Pajak Tangguhan
Seperti
namanya, “Pajak Tangguhan” adalah pajak yang ditangguhkan alias DITUNDA.
Bagaimana perlakuan akuntansinya? Bagaimana cara menghitungnya? Bagaimana cara
menjurnalnya? Langsung ke topik utama… saya mulai dengan konsep dasar pajak tangguhan. Apa
‘sih’ itu pajak tangguhan yang sesungguhnya? Mengapa ada pajak
tangguhan—bagaimana bisa terjadi? Baru kemudian perlakuan akuntansinya—sudah
pasti disertai contoh kasus dan penjurnalannya.
pajak
tangguhan adalah pajak yang ditangguhkan, lalu APA-nya
yang ditangguhkan? Ya pengakuannya.
“Pajak
tangguhan adalah pajak yang pengakuannya ditangguhkan.”
Dari
definisi sederhana di atas, timbul pertanyaan selanjutnya: pengakuan pajak
yang mana yang ditangguhkan? Pajak itu jenisnya kan macam-macam. Iya tidak?
Pajak yang
ditangguhkan HANYA Pajak Penghasilan (PPh)—baik penghasilan atas operasional di
dalam maupun di luar negeri.
Pertanyaan
berikutnya: Mengapa ditangguhkan?
Pada
dasarnya, pengakuan pajak tangguhan dalam laporan keuangan di maksudkan untuk
mengantisipasi konsekwensi kewajiban pajak penghasilan (utang PPh) baik di masa
kini maupun di masa-masa yang akan datang
Konsekwensi apa (seperti apa)?
Konsekwensi
akibat PERBEDAAN PENGAKUAN “Laba Kena Pajak” DENGAN “Laba Akuntansi”—alias
laba sebelum pajak
Seperti
diketahui, laporan keuangan fiskal disusun dengan menggunakan undang-undang
Pajak yang ditentukan oleh pemerintah bersama-sama DPR—yang nota benanya dibuat
untuk kepentingan negara berdasarkan pendekatan politis. Sementara itu, laporan
keuangan komersial disusun dengan menggunakan prinsip-prinsip akuntansi
berterima umum (PSAK untuk di Indonsia)—yang nota benanya dibuat untuk
kepentingan para pelaku usaha dan stake holders (manajemen, investor, kreditur
dan pemerintah) dengan menggunakan pendekatan bisnis.
Perbedaan
kepentingan antara pajak dengan akuntansi kemudian menimbulkan perbedaan cara
memandang suatu transaksi keuangan—baik dalam menentukan waktu pengakuan maupun
besarnya nilai yang diakui.
Perbedaan
perlakuan terhadap pendapatan dan biaya (baik itu “saat pengakuan”

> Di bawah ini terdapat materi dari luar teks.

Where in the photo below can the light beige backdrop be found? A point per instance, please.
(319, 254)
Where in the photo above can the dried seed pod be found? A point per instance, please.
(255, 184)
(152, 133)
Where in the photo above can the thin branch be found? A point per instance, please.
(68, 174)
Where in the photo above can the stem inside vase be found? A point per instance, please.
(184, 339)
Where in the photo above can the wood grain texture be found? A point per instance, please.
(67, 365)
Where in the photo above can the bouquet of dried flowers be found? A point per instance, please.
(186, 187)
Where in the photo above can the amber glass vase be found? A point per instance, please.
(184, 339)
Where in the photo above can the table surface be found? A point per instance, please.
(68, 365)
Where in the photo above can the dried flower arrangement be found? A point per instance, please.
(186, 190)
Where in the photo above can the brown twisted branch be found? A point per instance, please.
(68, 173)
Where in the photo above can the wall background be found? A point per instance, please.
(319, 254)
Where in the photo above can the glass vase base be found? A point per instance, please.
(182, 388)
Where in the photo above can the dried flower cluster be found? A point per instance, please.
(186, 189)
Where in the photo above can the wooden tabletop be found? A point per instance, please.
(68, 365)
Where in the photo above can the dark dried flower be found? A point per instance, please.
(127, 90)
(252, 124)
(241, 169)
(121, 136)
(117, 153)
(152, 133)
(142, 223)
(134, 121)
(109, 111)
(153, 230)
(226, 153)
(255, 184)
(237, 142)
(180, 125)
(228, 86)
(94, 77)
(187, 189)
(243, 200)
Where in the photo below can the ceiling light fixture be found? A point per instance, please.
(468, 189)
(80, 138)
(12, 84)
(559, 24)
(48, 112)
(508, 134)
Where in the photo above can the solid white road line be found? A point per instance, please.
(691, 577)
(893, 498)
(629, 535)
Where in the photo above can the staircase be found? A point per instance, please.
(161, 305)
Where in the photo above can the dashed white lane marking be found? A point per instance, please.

maupun “nilai”-nya), sudah pasti akan menimbulkan perbedaan nilai antara
“Laba Sebelum Pajak” dengan “Laba Kena Pajak” (dasar pengenaan pajak
penghasilan) dalam Laporan Laba-Rugi, yang pada akhirnya juga mengakibatkan perbedaan
pada pengakuan “Utang Pajak Penghasilan” di Neraca.